Lord Karan Bilimoria, founder of Cobra beer and vice-president of the CBI

© Simon Dawson/Bloomberg

“Businesses were very happy overall about cutting taxes. A weak pound also makes your exports more competitive although the hops we import are much more expensive now. But it also means rising costs for consumers that will exacerbate the cost of living crisis. Not only does the Bank of England now need to control inflation but also needs to control the pound. Business craves certainty and we are more uncertain now than I have ever known. The government needs to communicate its plan more clearly.”

Shai Weiss, chief executive of Virgin Atlantic
“[Prime minister Liz] Truss said she would take difficult decisions upon entering into the role. Maybe they need to take more difficult decisions to reverse the decline of the pound and ensure this country is not left with . . . perceived weakness in international markets.
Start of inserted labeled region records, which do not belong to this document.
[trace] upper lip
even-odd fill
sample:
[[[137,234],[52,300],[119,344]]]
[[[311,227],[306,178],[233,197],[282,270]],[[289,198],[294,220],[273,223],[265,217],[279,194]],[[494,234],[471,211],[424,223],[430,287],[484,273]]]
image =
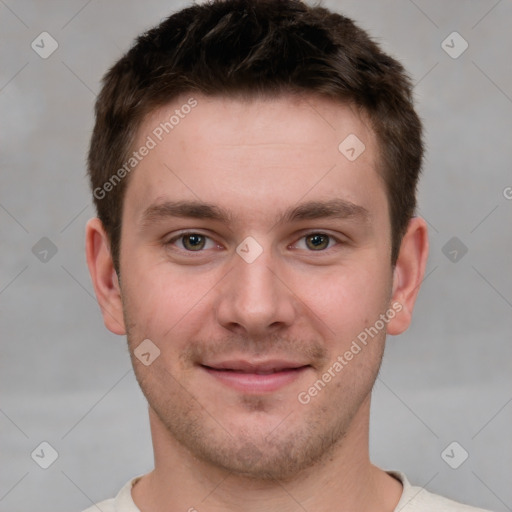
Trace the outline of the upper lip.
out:
[[[292,370],[309,366],[307,363],[286,361],[284,359],[271,359],[267,361],[245,361],[241,359],[220,361],[215,363],[202,364],[213,370],[232,370],[243,373],[269,373],[283,370]]]

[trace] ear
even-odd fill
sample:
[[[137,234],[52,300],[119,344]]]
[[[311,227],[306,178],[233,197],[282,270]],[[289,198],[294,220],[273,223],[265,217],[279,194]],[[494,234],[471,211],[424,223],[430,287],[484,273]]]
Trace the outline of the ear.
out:
[[[114,334],[126,334],[121,289],[110,253],[110,242],[98,218],[87,223],[85,252],[105,326]]]
[[[401,334],[411,324],[414,303],[420,289],[428,257],[427,224],[421,217],[409,221],[400,245],[400,253],[393,273],[391,304],[397,311],[388,322],[388,334]]]

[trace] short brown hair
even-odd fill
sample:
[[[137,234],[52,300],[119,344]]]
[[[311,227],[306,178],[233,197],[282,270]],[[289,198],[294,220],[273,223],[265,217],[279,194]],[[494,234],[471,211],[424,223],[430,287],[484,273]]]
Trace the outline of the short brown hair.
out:
[[[145,116],[194,92],[312,93],[358,106],[378,141],[396,263],[416,207],[423,157],[421,122],[402,65],[352,20],[323,7],[300,0],[213,0],[183,9],[141,35],[103,78],[88,172],[118,273],[129,176],[108,187],[108,194],[102,187],[129,158]]]

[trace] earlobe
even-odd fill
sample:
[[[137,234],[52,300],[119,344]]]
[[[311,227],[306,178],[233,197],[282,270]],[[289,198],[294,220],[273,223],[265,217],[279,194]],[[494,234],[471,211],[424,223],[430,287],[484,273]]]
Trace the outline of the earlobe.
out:
[[[112,261],[110,243],[98,218],[86,226],[85,250],[96,298],[103,321],[114,334],[126,334],[119,280]]]
[[[409,327],[414,303],[425,275],[428,258],[427,224],[421,217],[409,221],[393,273],[391,305],[399,313],[388,323],[388,334],[401,334]]]

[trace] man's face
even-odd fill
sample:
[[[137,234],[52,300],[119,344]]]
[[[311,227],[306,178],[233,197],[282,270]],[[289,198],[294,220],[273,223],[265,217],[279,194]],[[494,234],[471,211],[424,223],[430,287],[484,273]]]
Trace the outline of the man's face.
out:
[[[376,140],[353,108],[328,100],[196,95],[159,141],[154,130],[187,99],[146,119],[135,147],[148,136],[156,147],[124,199],[120,284],[135,372],[186,450],[282,478],[367,413],[385,327],[341,370],[334,363],[391,307]],[[350,134],[365,145],[353,161],[338,148]],[[160,350],[148,366],[133,356],[146,339]]]

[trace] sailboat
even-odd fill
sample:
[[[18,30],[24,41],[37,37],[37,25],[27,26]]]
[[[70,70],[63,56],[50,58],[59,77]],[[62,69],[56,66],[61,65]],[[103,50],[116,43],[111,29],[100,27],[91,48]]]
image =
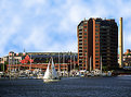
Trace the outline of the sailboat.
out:
[[[52,58],[51,69],[50,69],[50,61],[49,61],[48,68],[45,70],[45,73],[44,73],[44,76],[43,76],[43,82],[57,82],[60,80],[61,78],[60,78],[60,76],[58,76],[58,74],[55,70],[53,58]]]

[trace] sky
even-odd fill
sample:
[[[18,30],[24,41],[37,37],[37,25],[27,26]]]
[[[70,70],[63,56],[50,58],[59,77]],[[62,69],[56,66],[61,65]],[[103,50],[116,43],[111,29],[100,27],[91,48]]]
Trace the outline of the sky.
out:
[[[9,51],[77,52],[83,19],[123,17],[123,51],[131,49],[131,0],[0,0],[0,57]]]

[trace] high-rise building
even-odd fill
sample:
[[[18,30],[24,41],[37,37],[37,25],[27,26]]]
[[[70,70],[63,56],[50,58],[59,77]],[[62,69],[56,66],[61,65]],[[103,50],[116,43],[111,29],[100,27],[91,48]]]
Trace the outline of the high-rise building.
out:
[[[115,20],[83,20],[77,27],[80,70],[118,66],[118,26]],[[101,61],[102,59],[102,61]]]

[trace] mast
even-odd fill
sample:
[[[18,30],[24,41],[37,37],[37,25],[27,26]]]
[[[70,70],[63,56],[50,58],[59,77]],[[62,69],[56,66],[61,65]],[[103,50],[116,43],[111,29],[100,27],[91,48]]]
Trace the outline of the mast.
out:
[[[102,65],[102,56],[101,56],[101,74],[102,74],[102,68],[103,68],[103,65]]]
[[[74,70],[75,70],[75,68],[76,68],[76,64],[75,64],[75,54],[74,54]]]
[[[123,54],[123,38],[122,38],[122,17],[120,17],[120,34],[119,34],[119,68],[122,68]]]
[[[60,52],[58,52],[58,72],[61,72],[61,65],[60,65]]]
[[[91,72],[91,57],[90,57],[90,72]]]
[[[30,69],[29,70],[31,71],[31,53],[30,53]]]
[[[71,71],[71,51],[70,51],[70,71]]]
[[[87,71],[87,52],[86,52],[86,71]]]
[[[63,66],[64,66],[64,75],[65,75],[65,65],[64,65],[64,52],[63,52]]]

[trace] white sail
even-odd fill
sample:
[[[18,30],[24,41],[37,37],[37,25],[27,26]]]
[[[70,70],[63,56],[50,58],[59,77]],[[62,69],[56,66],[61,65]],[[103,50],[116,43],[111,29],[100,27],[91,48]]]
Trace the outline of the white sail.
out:
[[[58,76],[57,76],[57,72],[56,72],[56,70],[55,70],[55,68],[54,68],[54,62],[53,62],[53,58],[52,58],[52,78],[57,78]]]
[[[50,66],[50,61],[49,61],[48,68],[45,70],[43,78],[51,78],[51,72],[50,72],[50,68],[49,66]]]

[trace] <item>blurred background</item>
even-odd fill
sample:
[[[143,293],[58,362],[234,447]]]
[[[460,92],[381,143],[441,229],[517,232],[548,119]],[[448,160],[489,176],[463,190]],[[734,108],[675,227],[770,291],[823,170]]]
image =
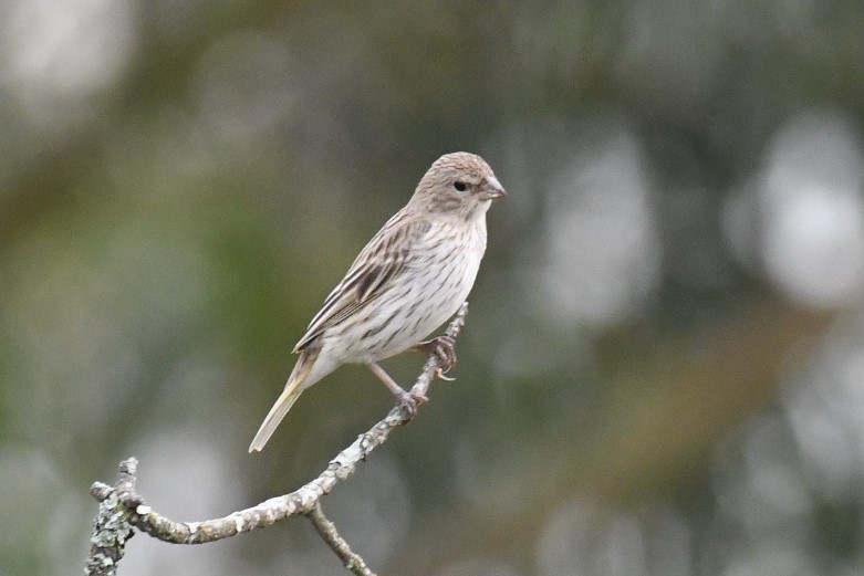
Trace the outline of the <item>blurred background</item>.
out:
[[[426,168],[509,197],[419,418],[324,509],[379,574],[864,570],[864,4],[0,1],[0,573],[95,480],[176,520],[298,488],[365,369],[247,447]],[[423,362],[386,364],[410,383]],[[341,574],[304,520],[124,576]]]

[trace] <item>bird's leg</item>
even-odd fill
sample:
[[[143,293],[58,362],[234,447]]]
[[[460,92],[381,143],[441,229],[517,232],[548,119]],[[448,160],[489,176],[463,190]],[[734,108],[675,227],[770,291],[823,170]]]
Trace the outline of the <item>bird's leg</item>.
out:
[[[391,378],[391,375],[387,374],[384,368],[378,366],[376,363],[371,362],[366,364],[366,366],[369,367],[369,370],[372,370],[372,374],[378,377],[381,381],[384,383],[384,386],[387,387],[387,389],[393,392],[393,396],[396,397],[396,401],[399,404],[403,404],[408,407],[408,409],[412,411],[412,413],[417,411],[417,405],[419,404],[426,404],[429,401],[428,398],[421,395],[413,395],[410,392],[405,391],[405,389],[396,384],[396,380]]]
[[[448,371],[456,366],[456,339],[452,336],[444,334],[437,338],[421,342],[412,346],[414,350],[425,352],[426,354],[435,354],[440,358],[441,366],[438,368],[437,375],[443,380],[455,380],[456,378],[448,378],[445,376]]]

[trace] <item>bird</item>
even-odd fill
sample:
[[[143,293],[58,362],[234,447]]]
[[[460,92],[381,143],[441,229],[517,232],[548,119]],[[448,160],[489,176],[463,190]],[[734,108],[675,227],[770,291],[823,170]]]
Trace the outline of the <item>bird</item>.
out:
[[[455,362],[452,342],[423,338],[468,297],[486,252],[487,210],[504,196],[480,156],[457,151],[433,163],[408,202],[363,248],[294,346],[300,357],[249,452],[263,449],[300,395],[343,364],[366,365],[403,401],[408,392],[381,360],[417,348]]]

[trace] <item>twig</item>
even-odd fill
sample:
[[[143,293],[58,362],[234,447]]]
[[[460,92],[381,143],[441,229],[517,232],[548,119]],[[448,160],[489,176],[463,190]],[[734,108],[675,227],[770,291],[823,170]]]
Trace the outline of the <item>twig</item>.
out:
[[[363,558],[355,554],[348,546],[348,543],[345,542],[345,538],[339,534],[336,525],[324,515],[324,511],[321,510],[321,502],[315,502],[315,505],[306,515],[327,546],[336,553],[336,556],[339,556],[347,569],[356,574],[356,576],[375,576],[375,573],[366,566]]]
[[[465,325],[467,313],[468,303],[466,302],[447,326],[445,336],[456,339]],[[134,534],[133,526],[163,542],[205,544],[235,536],[240,532],[269,526],[298,514],[308,515],[313,523],[315,523],[318,514],[321,514],[323,519],[323,514],[318,507],[321,496],[329,494],[339,482],[353,474],[356,465],[365,460],[375,448],[383,444],[394,428],[406,425],[414,418],[419,405],[417,399],[426,397],[429,385],[436,376],[441,375],[441,368],[446,363],[446,358],[438,354],[430,354],[410,389],[409,398],[396,405],[383,420],[373,426],[366,433],[357,437],[350,447],[330,461],[327,468],[318,478],[294,492],[272,498],[256,506],[232,512],[223,517],[202,522],[175,522],[159,514],[150,509],[136,491],[137,460],[134,458],[124,460],[119,464],[118,479],[114,486],[96,482],[91,488],[91,494],[100,501],[100,510],[94,521],[85,574],[87,576],[114,576],[116,565],[123,557],[126,541]],[[324,520],[326,521],[326,519]],[[319,532],[321,531],[319,530]],[[335,530],[333,533],[336,534]],[[323,533],[322,537],[324,537]],[[327,541],[326,537],[325,541]],[[339,541],[344,543],[341,537]],[[327,544],[333,547],[330,541]],[[345,547],[351,553],[347,544]],[[333,549],[343,561],[345,559],[339,549]],[[355,574],[373,574],[368,572],[360,556],[351,554],[360,561],[360,565],[367,572],[356,572],[346,564],[348,568],[353,569]]]

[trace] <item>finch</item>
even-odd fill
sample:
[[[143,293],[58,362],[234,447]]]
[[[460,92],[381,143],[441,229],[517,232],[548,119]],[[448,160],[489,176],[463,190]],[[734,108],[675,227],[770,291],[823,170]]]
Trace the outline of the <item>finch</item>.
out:
[[[477,155],[446,154],[433,163],[312,318],[250,452],[264,447],[303,390],[343,364],[364,364],[398,400],[407,396],[378,363],[431,344],[421,341],[465,302],[486,252],[486,212],[506,193]]]

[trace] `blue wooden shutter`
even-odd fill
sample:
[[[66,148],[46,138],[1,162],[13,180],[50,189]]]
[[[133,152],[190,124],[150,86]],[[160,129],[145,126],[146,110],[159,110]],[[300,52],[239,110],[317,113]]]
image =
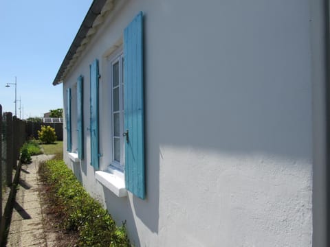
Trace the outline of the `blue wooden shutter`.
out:
[[[124,31],[126,188],[144,199],[144,124],[143,99],[142,12]]]
[[[72,142],[71,134],[71,88],[67,89],[67,150],[71,152]]]
[[[78,127],[78,157],[84,158],[84,97],[83,78],[78,78],[77,82],[77,127]]]
[[[90,65],[91,72],[91,165],[98,169],[98,60]]]

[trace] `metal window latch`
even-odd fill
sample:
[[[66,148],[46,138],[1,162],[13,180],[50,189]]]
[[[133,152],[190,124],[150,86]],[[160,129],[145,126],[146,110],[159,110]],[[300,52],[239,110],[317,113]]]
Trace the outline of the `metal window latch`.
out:
[[[126,142],[129,143],[129,130],[126,130],[126,132],[122,133],[123,137],[126,137]]]

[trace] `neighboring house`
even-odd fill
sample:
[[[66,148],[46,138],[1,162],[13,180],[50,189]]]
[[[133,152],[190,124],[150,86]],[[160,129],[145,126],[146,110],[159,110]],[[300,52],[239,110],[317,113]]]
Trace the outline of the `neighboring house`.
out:
[[[135,246],[327,246],[327,2],[93,2],[64,160]]]

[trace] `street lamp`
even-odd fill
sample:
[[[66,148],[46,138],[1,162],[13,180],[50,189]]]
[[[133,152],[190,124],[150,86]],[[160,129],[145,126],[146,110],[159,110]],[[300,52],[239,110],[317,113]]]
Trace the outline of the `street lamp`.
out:
[[[15,83],[7,83],[6,87],[10,87],[10,85],[15,85],[15,116],[17,117],[17,80],[15,76]]]

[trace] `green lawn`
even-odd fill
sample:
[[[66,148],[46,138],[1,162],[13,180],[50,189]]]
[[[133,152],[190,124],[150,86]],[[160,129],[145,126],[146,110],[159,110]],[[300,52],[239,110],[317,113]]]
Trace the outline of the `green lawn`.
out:
[[[63,141],[56,141],[53,144],[41,144],[45,154],[63,154]]]

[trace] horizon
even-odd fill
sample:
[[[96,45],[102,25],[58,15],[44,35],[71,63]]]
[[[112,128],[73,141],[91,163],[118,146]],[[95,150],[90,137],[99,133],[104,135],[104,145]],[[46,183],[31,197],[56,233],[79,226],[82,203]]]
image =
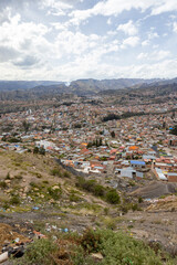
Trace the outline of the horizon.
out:
[[[176,44],[175,0],[0,0],[0,80],[175,78]]]

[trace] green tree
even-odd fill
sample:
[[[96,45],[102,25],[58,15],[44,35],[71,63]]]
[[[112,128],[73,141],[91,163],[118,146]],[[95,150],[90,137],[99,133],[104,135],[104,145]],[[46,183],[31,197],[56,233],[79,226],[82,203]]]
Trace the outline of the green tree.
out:
[[[29,131],[30,124],[27,120],[23,120],[22,126],[23,126],[23,129],[24,129],[24,131],[27,134]]]

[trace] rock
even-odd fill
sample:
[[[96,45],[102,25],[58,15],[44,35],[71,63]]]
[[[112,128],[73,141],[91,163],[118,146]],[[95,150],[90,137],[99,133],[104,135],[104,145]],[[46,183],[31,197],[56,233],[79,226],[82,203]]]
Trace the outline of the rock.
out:
[[[10,184],[10,183],[11,183],[11,180],[4,180],[4,182],[6,182],[7,184]]]
[[[101,253],[92,253],[91,256],[97,261],[103,259],[103,255]]]
[[[59,186],[54,186],[52,190],[59,190]]]

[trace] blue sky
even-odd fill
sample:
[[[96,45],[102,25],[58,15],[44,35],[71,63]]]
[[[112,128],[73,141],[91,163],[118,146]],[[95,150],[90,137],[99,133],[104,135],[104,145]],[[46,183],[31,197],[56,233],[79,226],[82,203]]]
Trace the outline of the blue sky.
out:
[[[176,0],[0,0],[0,80],[176,76]]]

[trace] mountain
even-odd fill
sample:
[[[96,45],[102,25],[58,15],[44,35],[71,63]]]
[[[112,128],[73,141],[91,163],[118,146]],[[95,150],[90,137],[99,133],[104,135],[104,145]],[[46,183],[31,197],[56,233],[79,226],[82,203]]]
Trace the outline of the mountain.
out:
[[[23,91],[33,88],[35,86],[51,86],[59,85],[63,82],[55,81],[0,81],[0,92],[1,91]]]
[[[132,89],[157,91],[158,94],[176,91],[177,78],[174,80],[77,80],[71,83],[52,81],[0,81],[0,100],[49,99],[61,94],[79,96],[98,94],[122,94]]]

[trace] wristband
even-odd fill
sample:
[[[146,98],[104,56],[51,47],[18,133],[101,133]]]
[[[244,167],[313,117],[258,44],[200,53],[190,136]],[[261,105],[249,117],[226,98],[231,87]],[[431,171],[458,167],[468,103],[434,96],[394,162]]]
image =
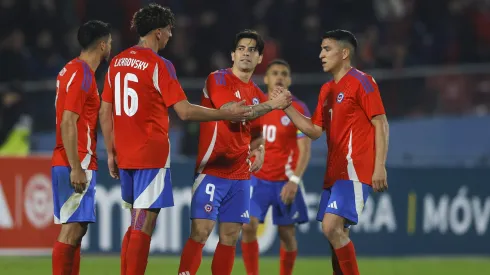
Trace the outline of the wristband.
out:
[[[299,184],[301,182],[301,178],[296,175],[292,175],[289,177],[289,181]]]

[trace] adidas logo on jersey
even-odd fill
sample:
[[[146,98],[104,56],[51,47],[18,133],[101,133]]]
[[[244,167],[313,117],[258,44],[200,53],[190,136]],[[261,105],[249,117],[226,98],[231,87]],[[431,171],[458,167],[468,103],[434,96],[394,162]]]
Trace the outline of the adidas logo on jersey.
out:
[[[333,208],[333,209],[338,209],[337,208],[337,201],[333,201],[328,205],[328,208]]]
[[[299,218],[299,212],[296,211],[293,215],[293,220]]]

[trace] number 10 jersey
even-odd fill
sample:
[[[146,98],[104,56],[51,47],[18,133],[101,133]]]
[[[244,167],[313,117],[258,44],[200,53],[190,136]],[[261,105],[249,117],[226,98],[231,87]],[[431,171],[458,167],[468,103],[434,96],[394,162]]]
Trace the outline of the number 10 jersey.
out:
[[[172,63],[153,50],[135,46],[112,59],[102,100],[112,104],[119,168],[170,167],[168,108],[186,99]]]

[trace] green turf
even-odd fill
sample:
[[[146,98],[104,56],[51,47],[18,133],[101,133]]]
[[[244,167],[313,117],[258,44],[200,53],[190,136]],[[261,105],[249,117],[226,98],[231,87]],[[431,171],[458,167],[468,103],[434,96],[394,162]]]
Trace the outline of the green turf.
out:
[[[179,259],[176,257],[151,257],[147,275],[176,275]],[[490,274],[490,258],[361,258],[362,275],[461,275]],[[211,274],[211,259],[205,258],[197,274]],[[260,259],[262,275],[279,274],[277,258]],[[115,256],[86,256],[82,258],[82,275],[119,274],[119,258]],[[0,257],[0,274],[51,274],[48,257]],[[237,258],[233,274],[245,275],[243,263]],[[322,258],[299,258],[293,274],[332,274],[330,263]]]

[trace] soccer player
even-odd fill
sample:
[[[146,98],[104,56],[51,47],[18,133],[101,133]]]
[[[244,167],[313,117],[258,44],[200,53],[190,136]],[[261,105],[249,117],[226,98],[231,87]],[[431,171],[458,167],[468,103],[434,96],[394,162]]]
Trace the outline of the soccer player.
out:
[[[267,65],[264,76],[268,94],[276,87],[288,89],[291,69],[284,60]],[[292,106],[310,117],[306,105],[293,98]],[[247,274],[259,274],[257,229],[272,206],[273,222],[278,225],[280,274],[292,274],[297,254],[295,224],[308,222],[308,209],[303,198],[301,177],[310,158],[311,140],[301,133],[282,110],[262,117],[263,139],[267,155],[262,168],[252,176],[250,224],[243,225],[242,257]]]
[[[285,112],[304,134],[327,135],[327,171],[317,220],[333,248],[335,274],[359,274],[349,226],[357,224],[369,193],[388,188],[388,121],[373,77],[352,67],[355,36],[345,30],[324,34],[320,59],[333,79],[324,84],[311,119],[295,108]],[[284,91],[287,92],[287,91]]]
[[[168,109],[197,121],[241,121],[250,113],[243,102],[215,110],[187,101],[174,66],[157,54],[172,37],[174,24],[172,11],[160,5],[137,11],[132,28],[140,41],[114,57],[106,74],[100,123],[109,172],[121,179],[123,206],[132,215],[121,246],[121,274],[145,273],[158,213],[174,205]]]
[[[201,123],[192,188],[191,234],[182,251],[178,274],[196,274],[202,248],[218,217],[219,243],[211,269],[213,274],[231,274],[242,224],[250,220],[250,173],[259,170],[264,160],[262,124],[256,118],[291,104],[291,96],[286,93],[268,100],[251,81],[255,66],[262,61],[262,37],[245,30],[235,36],[234,42],[232,68],[208,76],[202,104],[222,110],[237,100],[246,100],[253,104],[252,114],[241,123]]]
[[[97,114],[99,92],[94,72],[111,52],[111,28],[89,21],[78,29],[80,56],[56,79],[56,147],[51,174],[55,223],[61,232],[53,247],[53,274],[80,271],[80,243],[95,222]]]

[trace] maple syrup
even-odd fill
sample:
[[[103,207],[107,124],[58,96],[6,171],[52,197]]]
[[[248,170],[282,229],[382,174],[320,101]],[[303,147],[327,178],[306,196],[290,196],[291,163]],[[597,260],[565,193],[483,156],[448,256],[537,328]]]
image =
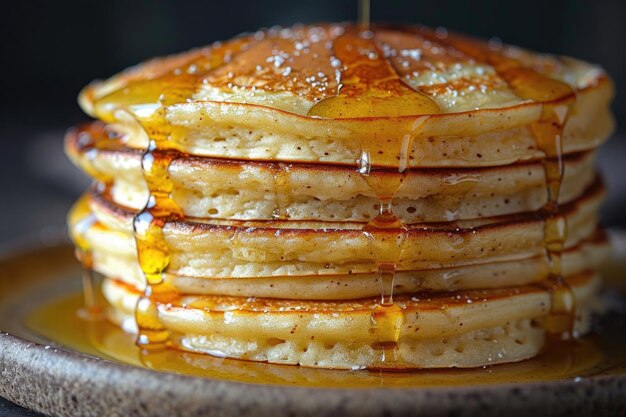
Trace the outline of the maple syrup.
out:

Sometimes all of us in this room should be humble enough to say that if I said something that is not working, maybe I should reverse course. That is not a bad thing to do.”

Michael O’Leary, chief executive of Ryanair
“The Truss government has poured petrol on a bonfire with a Budget that does not really make a lot of sense, and is likely to drive inflation further.”

Willie Walsh, former head of British Airways

© Bloomberg

“It is very frustrating when you see these knee jerk government responses to some of the challenges they face. Clearly in an effort to make themselves look popular with the electorate, taking decisions that have massive economic impact on companies.”

Phil Urban, chief executive of UK pub group Mitchells & Butlers
“All energy support has done is stop things spiralling further out of control.”

Stephen Parkinson, senior partner at City law firm Kingsley Napley
“My feeling is that the government wholly misread the likely reaction not just of markets but also the populace. Their attempts to stimulate the economy conflict with the BoE’s attempts to contain inflation, and are unlikely to work given that the overall economic climate is so unpromising, as well as being at least in part politically unpopular. They have created instability and uncertainty over economic policy, and growth does not flourish in those circumstances. A reversal of policy may be the right thing to do but the short-term impact could well reduce even further the credibility of the government.”

Nicola Foulston, chief executive of professional services group RBG Holdings
“I am horrified . . . Whilst I accept some of the arguments around tax simplification, the fundamental application of the accelerator at a time when the BoE will naturally be applying the brake on inflation is nonsensical. This isn’t a form of economics I recognise. Tax cuts need to be paid for.”